I'm having the time of my life using all my waiter and hosting skills to their fullest. I point out good photo opportunities as we pass by Moonhole and give out bits of Island facts I have acquired in my year-long research of Bequia. The way I recite facts about the passing islands, one would never guess that I'd picked them up from Allen on
the prior week's trip.
We sail through a rain storm on the way down and everyone is wondering if this was such a good idea, but just as we arrive in the Cays, the sun comes out and its a post card day. Colin ferry's part of the passengers to an abandoned island to snorkel with the turtles, then another load to a shallow reef nearby. Colin waits with the reef snorkelers, so once everything is secured on the ship and Thadeus and Job lay down for a nap, I tell Captain Lewis that with his permission I am going to swim ashore and check on our beach passengers.

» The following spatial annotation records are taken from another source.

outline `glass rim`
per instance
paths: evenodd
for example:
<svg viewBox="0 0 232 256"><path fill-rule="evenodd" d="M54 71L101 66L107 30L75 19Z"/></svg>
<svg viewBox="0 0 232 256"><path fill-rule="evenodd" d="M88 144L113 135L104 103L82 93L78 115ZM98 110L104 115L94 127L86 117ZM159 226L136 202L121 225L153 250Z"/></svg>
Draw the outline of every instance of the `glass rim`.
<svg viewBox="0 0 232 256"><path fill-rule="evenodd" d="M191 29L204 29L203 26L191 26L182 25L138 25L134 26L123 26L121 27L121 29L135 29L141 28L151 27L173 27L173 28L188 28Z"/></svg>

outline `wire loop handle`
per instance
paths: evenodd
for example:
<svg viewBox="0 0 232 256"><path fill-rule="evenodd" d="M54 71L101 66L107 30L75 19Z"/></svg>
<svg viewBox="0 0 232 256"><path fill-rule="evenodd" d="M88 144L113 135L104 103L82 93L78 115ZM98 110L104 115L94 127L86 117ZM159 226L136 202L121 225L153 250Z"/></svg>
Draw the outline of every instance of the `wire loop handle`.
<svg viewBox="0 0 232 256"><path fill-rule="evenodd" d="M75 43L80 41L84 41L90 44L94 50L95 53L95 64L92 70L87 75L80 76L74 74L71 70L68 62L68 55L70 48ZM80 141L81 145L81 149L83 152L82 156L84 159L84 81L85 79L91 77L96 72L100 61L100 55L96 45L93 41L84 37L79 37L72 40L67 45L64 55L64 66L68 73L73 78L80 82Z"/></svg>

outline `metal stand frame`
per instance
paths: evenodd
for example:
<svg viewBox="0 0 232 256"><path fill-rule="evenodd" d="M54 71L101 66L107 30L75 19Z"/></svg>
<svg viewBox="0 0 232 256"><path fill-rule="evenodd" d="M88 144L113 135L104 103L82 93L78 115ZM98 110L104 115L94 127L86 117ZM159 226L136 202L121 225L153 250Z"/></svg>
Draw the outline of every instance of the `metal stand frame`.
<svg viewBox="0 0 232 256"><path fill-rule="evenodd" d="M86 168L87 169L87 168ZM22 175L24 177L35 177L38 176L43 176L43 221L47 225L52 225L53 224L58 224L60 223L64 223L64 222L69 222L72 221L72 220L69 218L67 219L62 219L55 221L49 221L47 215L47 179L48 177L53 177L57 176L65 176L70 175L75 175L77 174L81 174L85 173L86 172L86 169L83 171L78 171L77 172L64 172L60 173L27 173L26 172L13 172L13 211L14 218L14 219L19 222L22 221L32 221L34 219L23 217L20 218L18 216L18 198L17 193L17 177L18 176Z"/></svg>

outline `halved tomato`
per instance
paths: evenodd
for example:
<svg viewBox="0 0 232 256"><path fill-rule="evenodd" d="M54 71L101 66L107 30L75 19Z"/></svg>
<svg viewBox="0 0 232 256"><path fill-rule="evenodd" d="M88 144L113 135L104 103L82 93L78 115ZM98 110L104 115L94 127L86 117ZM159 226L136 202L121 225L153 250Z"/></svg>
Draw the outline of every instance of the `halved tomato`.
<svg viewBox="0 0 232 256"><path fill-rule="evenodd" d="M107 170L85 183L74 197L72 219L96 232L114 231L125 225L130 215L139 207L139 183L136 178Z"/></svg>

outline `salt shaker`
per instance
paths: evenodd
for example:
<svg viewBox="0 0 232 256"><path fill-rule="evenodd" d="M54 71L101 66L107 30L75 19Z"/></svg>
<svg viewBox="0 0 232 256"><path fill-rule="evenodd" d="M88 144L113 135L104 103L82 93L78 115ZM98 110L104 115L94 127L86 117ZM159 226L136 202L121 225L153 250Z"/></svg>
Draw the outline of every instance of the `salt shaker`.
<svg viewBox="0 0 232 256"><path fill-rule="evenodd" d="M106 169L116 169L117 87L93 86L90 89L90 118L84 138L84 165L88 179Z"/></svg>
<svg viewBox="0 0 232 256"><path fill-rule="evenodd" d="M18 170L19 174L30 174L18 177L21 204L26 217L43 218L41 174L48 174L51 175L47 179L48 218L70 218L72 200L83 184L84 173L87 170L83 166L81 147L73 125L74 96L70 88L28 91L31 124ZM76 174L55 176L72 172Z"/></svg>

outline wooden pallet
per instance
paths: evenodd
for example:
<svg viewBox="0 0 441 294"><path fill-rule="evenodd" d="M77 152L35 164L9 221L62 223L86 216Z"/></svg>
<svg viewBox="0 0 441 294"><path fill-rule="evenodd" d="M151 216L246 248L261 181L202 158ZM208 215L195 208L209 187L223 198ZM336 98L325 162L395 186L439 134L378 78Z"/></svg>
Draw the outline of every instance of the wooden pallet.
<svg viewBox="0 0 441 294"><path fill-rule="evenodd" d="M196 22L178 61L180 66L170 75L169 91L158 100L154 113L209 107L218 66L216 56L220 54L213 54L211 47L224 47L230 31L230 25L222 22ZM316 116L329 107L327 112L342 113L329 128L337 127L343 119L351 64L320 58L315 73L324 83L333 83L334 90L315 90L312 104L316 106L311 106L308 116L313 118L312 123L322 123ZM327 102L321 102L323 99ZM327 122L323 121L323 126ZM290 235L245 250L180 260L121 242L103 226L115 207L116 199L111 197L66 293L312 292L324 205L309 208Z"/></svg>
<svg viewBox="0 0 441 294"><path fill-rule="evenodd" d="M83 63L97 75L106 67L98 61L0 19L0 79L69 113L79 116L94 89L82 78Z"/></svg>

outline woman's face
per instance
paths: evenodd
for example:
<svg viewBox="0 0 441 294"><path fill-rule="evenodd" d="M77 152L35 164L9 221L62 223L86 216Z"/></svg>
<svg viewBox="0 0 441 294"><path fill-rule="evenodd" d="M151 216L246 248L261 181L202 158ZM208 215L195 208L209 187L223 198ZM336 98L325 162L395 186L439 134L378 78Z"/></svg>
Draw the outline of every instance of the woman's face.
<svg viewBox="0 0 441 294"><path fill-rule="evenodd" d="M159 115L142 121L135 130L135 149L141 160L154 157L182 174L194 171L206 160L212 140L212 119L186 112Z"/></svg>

On the previous week's trip, I and some of the other passengers didn't quite know what to do once we had been dropped off on the beach. We weren't sure what the lunch plan was or when we would be picked back up again.
So, remembering this, I swam ashore and check with all our beach passengers. I asked how they were all doing and if they had seen the turtles in the shallows. I pointed out that the other side of the sandy island had a nice
shallow reef for snorkeling and showed them the best direction to enter from. I pointed out the island used in the filming of "Curse of the Black Pearl", and made sure they were aware that the Tobago Cays were a marine park and that they weren't to take any shells or things.
I made my way around the island checking on each of our ship's guests and telling them that Colin would be back to drop the reef snorkelers on the beach and gather our beach guests to go the the reef, and after that he would ferry them all back to the ship for lunch around 1:30.
After a delicious lunch of Almeda's ginger chicken, its time to weigh anchor and make our way home. I get my one and only rebuke from Job. "You don't want to be serving drinks when we are weighing anchor" I don't know why not, but I don't question, I just do what I'm told.
Since we have a dominantly British crowd on board, afternoon tea is the event of the day. Almeda has to brew an additional pot to satisfy them all. The traditional afternoon banana cake didn't get
made in time to make it on the ship before we sailed, so one of the water taxi captains met us on the southern tip of the island with fresh hot cake. The passengers were impressed that the ship had fresh cake delivered at sea, and so was I.
Back at the harbour office, the crew offers to share the day's tips with me, but I refuse. Allen insists on crediting back my visa card for the day I'd paid. I tell him that I've gotten to go on three trips for the price of two and to me that was a good deal. He persists, so I give in, feeling confident that I had contributed to the enjoyment of the passengers' trip.
Then he hands me a couple of limes with some cash hidden behind them. I tell him that I gave in on the credit card thing, but I refuse to take any money. We settle on the two limes and the "crew" t-shirt as payment for the day's work.